Spermicidal and Weary of Empires reviewed at Metal Ireland

Weary Of Empires’s second release, the mysteriously titled ‘Through Three Sided Glass’, takes the Noise elements of the indefatigable Cathal Rodgers’s repertoir and dresses it up in blacker robes than the more minimal abstract likes of his Wereju material or the scratches, blips and feedback of his Null/Void work.
Simple, hypnotic Industrial beats propel the dingy, clotted morass of riffage along while distorted, alien vocals fade in and out of focus, only serving to add further confusion.
Trying to penetrate this din is a task. Picking out riffs is futile. The beats are the only elements that could be considered in any way accessible; the only landmarks on an otherwise damaged, decayed map.
Atmospherically it is haunted, floating and shadowy and hangs in some awkward region between chilled out relaxation and creepy disorientation.
The purpose here seems to be to alienate the listener as much as possible. The few lyrics that there are are intriguing and speak of isolation, detachment and personal growth.

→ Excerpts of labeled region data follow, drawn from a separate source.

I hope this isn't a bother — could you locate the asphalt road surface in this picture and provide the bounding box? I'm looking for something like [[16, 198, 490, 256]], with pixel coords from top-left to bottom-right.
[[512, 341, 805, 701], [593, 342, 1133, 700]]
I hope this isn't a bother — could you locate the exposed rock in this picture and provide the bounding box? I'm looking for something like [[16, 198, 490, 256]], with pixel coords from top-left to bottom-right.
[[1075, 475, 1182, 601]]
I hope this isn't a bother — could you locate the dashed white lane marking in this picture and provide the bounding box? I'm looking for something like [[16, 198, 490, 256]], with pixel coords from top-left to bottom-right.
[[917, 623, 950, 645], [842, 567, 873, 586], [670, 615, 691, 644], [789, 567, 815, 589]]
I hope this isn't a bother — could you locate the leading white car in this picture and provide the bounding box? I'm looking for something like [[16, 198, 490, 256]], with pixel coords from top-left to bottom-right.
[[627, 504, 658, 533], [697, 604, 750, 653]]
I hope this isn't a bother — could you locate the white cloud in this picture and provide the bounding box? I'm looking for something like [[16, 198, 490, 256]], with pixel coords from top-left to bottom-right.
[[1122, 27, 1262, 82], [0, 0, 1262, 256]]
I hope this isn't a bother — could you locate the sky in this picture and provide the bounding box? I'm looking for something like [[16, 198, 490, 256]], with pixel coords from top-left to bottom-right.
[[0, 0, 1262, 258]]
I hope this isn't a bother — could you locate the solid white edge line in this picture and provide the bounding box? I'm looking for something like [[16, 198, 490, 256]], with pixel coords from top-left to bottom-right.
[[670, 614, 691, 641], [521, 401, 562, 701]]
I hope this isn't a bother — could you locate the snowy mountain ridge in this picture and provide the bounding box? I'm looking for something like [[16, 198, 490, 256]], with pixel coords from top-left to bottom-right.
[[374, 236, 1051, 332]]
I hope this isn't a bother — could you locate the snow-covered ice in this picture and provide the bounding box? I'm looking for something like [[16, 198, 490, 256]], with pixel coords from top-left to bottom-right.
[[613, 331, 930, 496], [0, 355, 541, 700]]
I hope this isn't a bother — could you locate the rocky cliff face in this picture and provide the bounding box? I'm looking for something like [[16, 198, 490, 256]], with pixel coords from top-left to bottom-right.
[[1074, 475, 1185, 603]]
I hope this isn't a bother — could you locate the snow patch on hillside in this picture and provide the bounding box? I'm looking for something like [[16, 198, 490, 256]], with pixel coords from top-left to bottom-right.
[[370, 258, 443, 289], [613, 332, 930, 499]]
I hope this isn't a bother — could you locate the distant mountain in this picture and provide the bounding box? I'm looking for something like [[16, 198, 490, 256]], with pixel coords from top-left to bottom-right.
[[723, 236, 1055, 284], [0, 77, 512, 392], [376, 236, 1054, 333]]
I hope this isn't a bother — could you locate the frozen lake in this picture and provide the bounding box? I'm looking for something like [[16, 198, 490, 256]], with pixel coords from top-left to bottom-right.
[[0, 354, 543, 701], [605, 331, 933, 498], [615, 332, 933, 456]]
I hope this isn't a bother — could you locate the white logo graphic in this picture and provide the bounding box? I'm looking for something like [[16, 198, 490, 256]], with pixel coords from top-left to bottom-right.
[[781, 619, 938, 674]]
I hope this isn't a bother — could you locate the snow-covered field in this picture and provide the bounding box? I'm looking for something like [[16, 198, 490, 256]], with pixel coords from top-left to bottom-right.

The only traditional aspect of the release is the simple, striking artwork, which has a classic Scandinavian BM feel to it. Then again, when viewed with the lyrics in mind it begins to take on a life of its own and hints at something ‘other’.

Rodgers is up again, this time under the Spermicidal banner. The ‘Vermicide’ demo sort of carries on from where Weary of Empires leaves off and in many ways is pretty similar.
However, repeated spins display a distinct change of tone. Where WOE is all dense and impenetrable, Spermicidal is more open and light sounding. Don’t get me wrong, this is deranged and completely fucked-up music but its sound as if the musical, or noise, mesh has been stretched out to allow shafts of light to pour through.
The vocals are, once again, drowned in effects rendering them indecipherable and the drums on opener, ‘Verminate’, are a chaotic, restless swirl which refuses to settle, making it difficult to find an access point.
On ‘Inferiority’ the pace calms but the layers of heaped riffs and noise morph like a growing organism, shape-shifting and spilling over and across whatever pulse is being vainly laid down. The effect is like picturing stone walls being built on rolling waves. It’s mildly nauseating.
The weirdness continues across the second side of the tape with Rodgers proving to be something of a musical sadist. Tempos shift and rearrange while the drones carry on their own irregular dialogue, seemingly oblivious to the tectonic movements occurring beneath.
Reference points are tricky but maybe consider the leeching edges of later Blut Aus Nord or even Xasthur at their queasy best. But I’m not sure if this is really BM at all, other than in spirit.
For those interested in exploring the furthest blurry edges of BM, Industrial and Noise, this is well worth a listen.